A loud crack sounded, and the side of the Formic’s head exploded. Tissue and blood and maybe brain matter blew out in a spray. The Formic crumpled, dropping from Mazer’s view.
A cacophony of sounds erupted all around Mazer: the roar of an engine, automatic gunfire, shouting, an explosion. All of it happening in rapid succession.
“Hold on!” someone shouted. “Don’t move.”
Mazer felt weight placed on the net to his left, pressing the net slightly tighter to his face. Then there was a pop, and the energy surging through him stopped in an instant. He had never felt a sweeter feeling or a greater relief. It was as if his mind had been squeezed in a fist and now the fist had released him. Only … he still couldn’t move his body. He was limp, his fingers and toes tingling. He told his feet to move, but they didn’t listen.
Gloved hands ripped back the netting, pulling it off him. A man in a mottled black-and-gray body suit and mask—not an inch of his skin exposed—was above him. “Bax, help me get him inside. Calinga, grab the boy.”
The man in the mask rolled Mazer off of Bingwen and onto his back, then he got his arms under Mazer’s armpits. Another man in a matching suit and mask grabbed Mazer’s ankles. They lifted him. He was dead weight. Mazer’s head lolled to the side, showing him Formics on the ground, bleeding out, dead. Smoke billowed out of their transport. It lay flat on the ground, no longer hovering, burned out. The netting was on the ground too, discarded in a heap. A crude-looking device lay on top of it, something to short-circuit the net, perhaps. The air was thick with smoke and the stench of dead Formics.
The men carried him into a large vehicle and laid him on the floor, the metal surface cold and hard and unforgiving. A third man in a black suit rushed inside behind them, carrying Bingwen. The instant he was in, another man slammed the door shut and yelled to the driver. “Go go go!”
Tires spun. The vehicle shot forward, bouncing, rattling, accelerating. The man holding Bingwen—Calinga they had called him—lay Bingwen down on the floor beside Mazer, bunching up a piece of fabric under Bingwen’s head as a pillow. Bingwen appeared limp and frightened, but when he made eye contact with Mazer, a look of relief washed over him. We’re safe, it seemed to say. We’re alive.

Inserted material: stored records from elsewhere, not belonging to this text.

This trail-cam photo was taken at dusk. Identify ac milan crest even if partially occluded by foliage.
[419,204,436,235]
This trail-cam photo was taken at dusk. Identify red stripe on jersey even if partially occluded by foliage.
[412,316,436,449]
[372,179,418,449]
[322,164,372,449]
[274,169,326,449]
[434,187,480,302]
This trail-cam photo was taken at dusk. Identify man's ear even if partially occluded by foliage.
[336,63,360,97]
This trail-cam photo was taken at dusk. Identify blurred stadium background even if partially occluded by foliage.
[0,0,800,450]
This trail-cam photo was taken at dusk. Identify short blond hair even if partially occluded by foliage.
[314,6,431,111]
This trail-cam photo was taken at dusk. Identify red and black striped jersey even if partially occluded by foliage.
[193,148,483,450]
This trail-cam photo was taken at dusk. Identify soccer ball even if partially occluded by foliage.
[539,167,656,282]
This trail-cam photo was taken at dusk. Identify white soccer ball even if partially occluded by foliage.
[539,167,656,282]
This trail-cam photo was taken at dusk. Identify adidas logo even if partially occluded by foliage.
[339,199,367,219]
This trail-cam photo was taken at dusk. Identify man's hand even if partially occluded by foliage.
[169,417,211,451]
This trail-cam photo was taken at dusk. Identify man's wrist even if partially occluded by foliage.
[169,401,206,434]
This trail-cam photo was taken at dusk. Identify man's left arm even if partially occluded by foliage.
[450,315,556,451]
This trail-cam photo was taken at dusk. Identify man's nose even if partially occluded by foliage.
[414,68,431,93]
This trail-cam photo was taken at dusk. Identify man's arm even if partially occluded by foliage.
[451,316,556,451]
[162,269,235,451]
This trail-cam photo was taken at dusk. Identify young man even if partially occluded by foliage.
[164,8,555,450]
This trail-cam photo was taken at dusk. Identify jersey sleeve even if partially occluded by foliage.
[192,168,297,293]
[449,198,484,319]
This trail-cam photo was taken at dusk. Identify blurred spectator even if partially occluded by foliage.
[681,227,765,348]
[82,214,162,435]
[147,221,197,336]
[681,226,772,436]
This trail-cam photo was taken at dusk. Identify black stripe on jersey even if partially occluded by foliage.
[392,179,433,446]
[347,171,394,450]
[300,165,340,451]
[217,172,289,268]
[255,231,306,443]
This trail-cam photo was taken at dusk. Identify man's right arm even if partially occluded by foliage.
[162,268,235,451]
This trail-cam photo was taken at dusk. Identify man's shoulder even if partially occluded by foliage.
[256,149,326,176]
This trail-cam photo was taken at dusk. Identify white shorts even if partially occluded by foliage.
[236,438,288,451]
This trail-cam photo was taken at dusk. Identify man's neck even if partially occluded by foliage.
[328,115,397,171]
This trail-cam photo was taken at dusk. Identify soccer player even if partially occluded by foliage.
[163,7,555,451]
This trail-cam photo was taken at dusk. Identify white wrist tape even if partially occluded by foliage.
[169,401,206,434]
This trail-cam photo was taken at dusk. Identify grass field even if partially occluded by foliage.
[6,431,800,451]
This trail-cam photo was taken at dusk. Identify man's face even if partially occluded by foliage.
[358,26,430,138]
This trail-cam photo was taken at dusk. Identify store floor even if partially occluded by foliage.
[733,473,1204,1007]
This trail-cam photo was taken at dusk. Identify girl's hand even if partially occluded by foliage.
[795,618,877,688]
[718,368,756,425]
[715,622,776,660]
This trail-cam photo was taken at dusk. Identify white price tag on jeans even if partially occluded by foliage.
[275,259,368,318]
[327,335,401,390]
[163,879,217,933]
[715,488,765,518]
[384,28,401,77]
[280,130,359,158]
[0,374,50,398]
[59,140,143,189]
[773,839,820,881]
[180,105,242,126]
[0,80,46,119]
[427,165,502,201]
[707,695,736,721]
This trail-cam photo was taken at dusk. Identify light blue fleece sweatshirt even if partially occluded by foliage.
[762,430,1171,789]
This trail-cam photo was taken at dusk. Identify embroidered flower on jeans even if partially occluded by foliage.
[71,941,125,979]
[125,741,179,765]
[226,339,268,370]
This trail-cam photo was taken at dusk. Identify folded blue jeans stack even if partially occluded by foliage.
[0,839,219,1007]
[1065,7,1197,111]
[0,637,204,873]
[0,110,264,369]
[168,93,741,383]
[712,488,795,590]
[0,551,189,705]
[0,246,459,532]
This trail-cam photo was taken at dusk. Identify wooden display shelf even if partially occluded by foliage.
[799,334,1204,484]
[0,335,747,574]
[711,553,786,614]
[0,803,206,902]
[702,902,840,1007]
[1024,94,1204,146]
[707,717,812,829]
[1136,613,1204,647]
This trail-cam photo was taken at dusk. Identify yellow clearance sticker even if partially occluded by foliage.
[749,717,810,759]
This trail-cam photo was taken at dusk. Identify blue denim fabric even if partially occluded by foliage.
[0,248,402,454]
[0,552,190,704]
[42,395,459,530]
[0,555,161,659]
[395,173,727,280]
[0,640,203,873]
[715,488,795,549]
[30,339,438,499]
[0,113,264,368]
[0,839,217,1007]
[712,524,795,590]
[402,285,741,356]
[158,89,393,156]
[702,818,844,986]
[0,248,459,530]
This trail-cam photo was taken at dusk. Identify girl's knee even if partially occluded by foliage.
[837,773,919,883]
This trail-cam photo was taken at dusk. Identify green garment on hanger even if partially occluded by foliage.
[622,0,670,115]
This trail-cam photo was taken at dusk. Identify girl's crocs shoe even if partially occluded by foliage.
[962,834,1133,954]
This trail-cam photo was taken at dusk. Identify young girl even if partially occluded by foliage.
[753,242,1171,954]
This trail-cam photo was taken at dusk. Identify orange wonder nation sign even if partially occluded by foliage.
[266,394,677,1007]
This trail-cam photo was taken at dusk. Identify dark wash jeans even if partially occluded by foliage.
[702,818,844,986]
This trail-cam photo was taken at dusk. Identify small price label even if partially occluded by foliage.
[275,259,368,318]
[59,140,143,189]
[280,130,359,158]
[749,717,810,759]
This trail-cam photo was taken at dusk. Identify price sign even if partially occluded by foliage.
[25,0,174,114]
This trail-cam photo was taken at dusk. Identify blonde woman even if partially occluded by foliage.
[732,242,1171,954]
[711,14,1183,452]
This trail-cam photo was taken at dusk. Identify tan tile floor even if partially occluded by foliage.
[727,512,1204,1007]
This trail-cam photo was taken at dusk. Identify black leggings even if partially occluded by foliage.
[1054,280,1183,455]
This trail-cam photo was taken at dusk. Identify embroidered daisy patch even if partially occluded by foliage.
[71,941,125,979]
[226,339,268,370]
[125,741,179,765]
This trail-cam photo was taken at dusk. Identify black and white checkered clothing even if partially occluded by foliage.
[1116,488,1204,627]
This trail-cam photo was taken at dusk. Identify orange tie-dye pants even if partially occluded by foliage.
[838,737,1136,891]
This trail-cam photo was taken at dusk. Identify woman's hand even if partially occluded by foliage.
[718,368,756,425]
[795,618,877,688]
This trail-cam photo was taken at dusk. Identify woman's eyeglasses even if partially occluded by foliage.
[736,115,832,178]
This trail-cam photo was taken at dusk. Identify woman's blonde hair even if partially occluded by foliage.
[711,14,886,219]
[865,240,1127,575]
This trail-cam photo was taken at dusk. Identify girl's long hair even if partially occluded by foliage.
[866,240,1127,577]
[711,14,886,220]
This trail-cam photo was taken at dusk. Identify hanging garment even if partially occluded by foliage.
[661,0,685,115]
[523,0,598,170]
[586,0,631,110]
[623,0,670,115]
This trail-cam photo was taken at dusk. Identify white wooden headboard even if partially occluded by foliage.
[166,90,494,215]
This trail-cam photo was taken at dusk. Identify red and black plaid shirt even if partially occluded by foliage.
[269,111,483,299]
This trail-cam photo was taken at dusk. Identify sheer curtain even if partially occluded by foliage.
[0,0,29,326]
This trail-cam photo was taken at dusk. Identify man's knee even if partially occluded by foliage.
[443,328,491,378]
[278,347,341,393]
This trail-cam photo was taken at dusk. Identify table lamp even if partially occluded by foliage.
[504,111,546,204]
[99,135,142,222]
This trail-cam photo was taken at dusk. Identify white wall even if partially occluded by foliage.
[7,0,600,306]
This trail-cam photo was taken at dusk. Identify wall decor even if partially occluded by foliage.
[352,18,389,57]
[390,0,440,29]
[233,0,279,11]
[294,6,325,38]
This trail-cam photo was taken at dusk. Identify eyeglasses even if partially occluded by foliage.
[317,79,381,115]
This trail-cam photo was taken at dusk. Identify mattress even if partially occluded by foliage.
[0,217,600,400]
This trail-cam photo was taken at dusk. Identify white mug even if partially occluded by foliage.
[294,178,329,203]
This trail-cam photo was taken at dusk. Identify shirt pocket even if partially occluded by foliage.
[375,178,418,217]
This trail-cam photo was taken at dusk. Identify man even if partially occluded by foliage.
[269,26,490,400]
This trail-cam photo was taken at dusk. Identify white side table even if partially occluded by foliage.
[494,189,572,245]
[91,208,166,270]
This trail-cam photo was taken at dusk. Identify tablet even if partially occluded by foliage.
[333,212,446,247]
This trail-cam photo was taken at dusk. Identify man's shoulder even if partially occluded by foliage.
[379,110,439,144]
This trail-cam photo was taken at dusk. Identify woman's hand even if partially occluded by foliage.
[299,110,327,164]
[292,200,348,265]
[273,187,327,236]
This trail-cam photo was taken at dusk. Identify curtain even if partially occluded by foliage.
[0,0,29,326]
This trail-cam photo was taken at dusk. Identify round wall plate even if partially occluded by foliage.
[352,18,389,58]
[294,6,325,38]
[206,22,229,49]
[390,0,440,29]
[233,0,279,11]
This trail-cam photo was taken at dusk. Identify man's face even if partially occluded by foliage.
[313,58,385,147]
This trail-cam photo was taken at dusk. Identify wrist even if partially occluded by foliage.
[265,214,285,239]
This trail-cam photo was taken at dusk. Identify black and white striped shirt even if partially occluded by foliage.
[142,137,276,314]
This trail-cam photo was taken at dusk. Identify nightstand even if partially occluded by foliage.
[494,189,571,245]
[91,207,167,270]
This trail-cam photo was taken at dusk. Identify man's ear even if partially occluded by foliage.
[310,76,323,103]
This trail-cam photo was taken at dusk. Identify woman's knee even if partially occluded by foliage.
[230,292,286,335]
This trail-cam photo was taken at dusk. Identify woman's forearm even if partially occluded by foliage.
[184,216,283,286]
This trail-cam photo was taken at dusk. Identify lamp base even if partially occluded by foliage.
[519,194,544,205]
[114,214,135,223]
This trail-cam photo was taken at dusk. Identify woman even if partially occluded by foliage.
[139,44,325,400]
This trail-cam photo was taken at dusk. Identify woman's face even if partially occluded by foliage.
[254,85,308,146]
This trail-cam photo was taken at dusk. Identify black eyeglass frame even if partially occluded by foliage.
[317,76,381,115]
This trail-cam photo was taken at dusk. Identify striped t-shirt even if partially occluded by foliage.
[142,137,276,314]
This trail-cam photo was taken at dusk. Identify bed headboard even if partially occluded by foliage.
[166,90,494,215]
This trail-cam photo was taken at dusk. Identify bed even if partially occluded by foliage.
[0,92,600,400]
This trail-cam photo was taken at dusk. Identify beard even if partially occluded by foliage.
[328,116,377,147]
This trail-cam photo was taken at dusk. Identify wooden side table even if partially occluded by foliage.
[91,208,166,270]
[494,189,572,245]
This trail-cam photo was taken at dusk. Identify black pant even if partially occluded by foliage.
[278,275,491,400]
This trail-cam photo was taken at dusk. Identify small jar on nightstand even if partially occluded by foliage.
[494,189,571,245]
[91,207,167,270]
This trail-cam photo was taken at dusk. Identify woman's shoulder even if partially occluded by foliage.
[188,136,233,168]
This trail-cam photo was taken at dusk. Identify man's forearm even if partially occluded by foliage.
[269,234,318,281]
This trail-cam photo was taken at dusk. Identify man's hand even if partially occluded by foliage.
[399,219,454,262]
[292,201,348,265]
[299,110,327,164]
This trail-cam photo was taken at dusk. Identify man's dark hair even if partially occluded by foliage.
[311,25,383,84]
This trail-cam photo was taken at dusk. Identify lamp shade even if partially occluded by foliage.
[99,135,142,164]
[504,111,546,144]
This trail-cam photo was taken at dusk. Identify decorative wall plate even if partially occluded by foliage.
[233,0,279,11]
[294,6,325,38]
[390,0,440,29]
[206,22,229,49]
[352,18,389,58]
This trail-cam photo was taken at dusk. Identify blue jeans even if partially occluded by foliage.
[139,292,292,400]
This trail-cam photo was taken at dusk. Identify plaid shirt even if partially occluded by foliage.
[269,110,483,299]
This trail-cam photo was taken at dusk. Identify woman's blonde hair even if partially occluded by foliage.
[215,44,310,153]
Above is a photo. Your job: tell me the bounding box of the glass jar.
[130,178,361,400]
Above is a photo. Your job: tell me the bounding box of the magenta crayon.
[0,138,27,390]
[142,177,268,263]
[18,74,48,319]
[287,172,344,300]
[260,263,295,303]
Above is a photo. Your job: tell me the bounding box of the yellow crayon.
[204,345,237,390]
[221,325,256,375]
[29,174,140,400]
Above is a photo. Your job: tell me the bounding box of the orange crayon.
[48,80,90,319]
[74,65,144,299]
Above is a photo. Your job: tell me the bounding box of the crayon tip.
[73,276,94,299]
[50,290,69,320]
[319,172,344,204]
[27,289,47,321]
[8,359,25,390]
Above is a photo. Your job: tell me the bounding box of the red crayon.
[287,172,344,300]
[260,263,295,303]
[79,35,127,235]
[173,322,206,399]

There was a long bench in front of Mazer, where several men sat in mottled gray-and-black containment suits, feverishly working with their holopads. “No movement from the lander,” one of them said. “Sky’s clear.”
Someone behind Mazer responded. “Keep watching. And keep tracking that transport we saw heading north. If it so much as decelerates to head back this way, I want to know.”
“Yes, sir.”
“Air is clear,” said another man. “Ninety-seven percent. We’re good.”
“Masks off,” said the man behind Mazer.
The men removed their masks. Mazer didn’t recognize any of them, but he could tell by the way they handled themselves that they were all soldiers, expertly trained. They instantly began caring for their gear, checking their weapons, reloading, readjusting sights, cleaning their masks, getting ready for the next fight as soon as the last one was over. Their movements were quick, disciplined, and automatic. They had done this a hundred times. The dead Formics behind them were already forgotten. They weren’t congratulating themselves or celebrating their victory like amateurs; they were calm and procedural, going about business as usual.